J’aime me perdre dans la ville, marcher sous le soleil, dans la chaleur tuante, aux heures où Naples s’ensieste, traîner à Mergellina pour regarder les pêcheurs qui, entre les barques, recousent leurs filets tout en surveillant leurs étals en bois : des caisses en polystyrène où sont ordonnés des rougets, daurades et mulets ; des grandes bassines d’eau claire où sont préservés des palourdes du Golfe, des moules, des huîtres et d’autres coquillages, d’où s’échappe parfois un poulpe vigoureux. J’aime visiter les églises baroques de Spaccanapoli dans lesquelles j’entre au hasard de mes pas et m’assois. J’aime traverser les marchés bondés et gras du quartier espagnol, où les motorini se fraient dans la foule parmi les étals de poissons. Mes grands plaisirs sont aussi les plus simples : prendre un caffè au Gambrinus et le caffè alla nocciola (café à la noisette) de Ciro à Mergellina, déjeuner d’un plat de pâtes en terrasse du Chiaia café, déguster la sfogliatella frola de chez Mary, à l’entrée de la grande Galeria Umberto, regarder un match de football au milieu des Napolitains au restaurant Acqualina sur la via Partenope.

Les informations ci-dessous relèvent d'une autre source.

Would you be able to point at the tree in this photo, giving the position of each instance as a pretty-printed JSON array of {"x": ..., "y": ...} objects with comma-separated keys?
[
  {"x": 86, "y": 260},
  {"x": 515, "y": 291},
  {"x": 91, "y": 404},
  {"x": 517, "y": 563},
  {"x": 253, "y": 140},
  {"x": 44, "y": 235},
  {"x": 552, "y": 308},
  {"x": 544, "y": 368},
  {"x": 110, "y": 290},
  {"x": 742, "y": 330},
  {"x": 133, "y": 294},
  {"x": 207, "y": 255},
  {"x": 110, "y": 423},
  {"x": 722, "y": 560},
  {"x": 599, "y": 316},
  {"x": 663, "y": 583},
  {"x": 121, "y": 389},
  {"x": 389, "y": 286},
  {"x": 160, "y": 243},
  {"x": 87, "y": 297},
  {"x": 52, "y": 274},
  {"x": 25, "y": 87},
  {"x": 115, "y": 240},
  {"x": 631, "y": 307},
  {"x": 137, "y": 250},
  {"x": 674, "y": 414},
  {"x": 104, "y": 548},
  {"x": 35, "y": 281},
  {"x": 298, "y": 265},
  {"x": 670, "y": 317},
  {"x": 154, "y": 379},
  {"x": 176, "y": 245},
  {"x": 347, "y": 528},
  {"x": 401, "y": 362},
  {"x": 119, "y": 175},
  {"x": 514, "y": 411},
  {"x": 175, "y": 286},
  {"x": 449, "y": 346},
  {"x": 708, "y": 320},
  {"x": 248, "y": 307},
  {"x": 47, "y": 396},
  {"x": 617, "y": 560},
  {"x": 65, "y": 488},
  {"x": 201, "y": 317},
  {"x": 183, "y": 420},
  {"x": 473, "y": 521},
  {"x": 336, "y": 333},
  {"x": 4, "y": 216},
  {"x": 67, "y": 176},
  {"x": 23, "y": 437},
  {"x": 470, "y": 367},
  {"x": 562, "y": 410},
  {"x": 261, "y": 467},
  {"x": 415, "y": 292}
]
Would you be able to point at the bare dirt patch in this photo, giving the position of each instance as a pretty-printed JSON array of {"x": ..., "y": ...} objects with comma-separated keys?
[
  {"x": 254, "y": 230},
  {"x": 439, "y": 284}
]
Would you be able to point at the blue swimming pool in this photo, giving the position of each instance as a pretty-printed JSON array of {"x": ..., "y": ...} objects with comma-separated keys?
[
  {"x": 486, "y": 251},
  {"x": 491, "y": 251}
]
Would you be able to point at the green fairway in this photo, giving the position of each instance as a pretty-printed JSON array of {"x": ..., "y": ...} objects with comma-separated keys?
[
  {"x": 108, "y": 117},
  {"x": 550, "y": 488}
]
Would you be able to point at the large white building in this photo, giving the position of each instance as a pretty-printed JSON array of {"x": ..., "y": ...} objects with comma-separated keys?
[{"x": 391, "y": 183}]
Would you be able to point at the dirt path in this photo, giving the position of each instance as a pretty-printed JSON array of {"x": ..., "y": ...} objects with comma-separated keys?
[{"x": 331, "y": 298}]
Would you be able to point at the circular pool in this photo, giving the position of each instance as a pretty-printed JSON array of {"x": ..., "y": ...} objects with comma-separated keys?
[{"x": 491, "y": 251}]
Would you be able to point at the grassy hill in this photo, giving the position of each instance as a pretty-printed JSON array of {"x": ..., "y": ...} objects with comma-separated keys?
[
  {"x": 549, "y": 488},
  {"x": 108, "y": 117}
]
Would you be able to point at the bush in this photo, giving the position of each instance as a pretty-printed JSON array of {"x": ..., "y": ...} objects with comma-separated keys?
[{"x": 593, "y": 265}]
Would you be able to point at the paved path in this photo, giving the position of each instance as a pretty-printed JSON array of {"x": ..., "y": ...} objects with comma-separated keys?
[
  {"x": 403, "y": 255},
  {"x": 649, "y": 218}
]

Mais le plus bel endroit de la ville est, selon moi, la chartreuse San Martino, plantée sur la colline du Vomero, qui surplombe la ville en offrant une vue imprenable sur la baie. Stendhal, le plus italien des écrivains français, qui aimait prendre de la hauteur sur les choses, a sans doute aimé cet ancien monastère haut perché du xive siècle, sur une des collines de Naples, d’où l’on domine une mer de toits couleur Sienne. Cette ville ressemble à un film d’Ettore Scola. Sa modernité est de ne pas avoir trahi l’esprit de son passé – on se croirait dans les années 70-80 – pour penser à son avenir : les quartiers se rénovent et se piétonnisent, la ville s’embellit, s’adoucit, mêle ses cultures, populaire et bourgeoise. Tout en étant parfaitement européenne, Naples a su conserver son authenticité et son identité napolitaine (sa napoletanità), en résistant au tourisme de masse comme à sa standardisation culturelle. D’une certaine façon, sa mauvaise réputation fait sa force, la protège des importuns et des snobs qui la jugent sans la connaître, la craignent parce qu’elle ne leur obéit pas. Naples, si tolérante et humaniste, nous apprend pourtant à nous méfier des préjugés.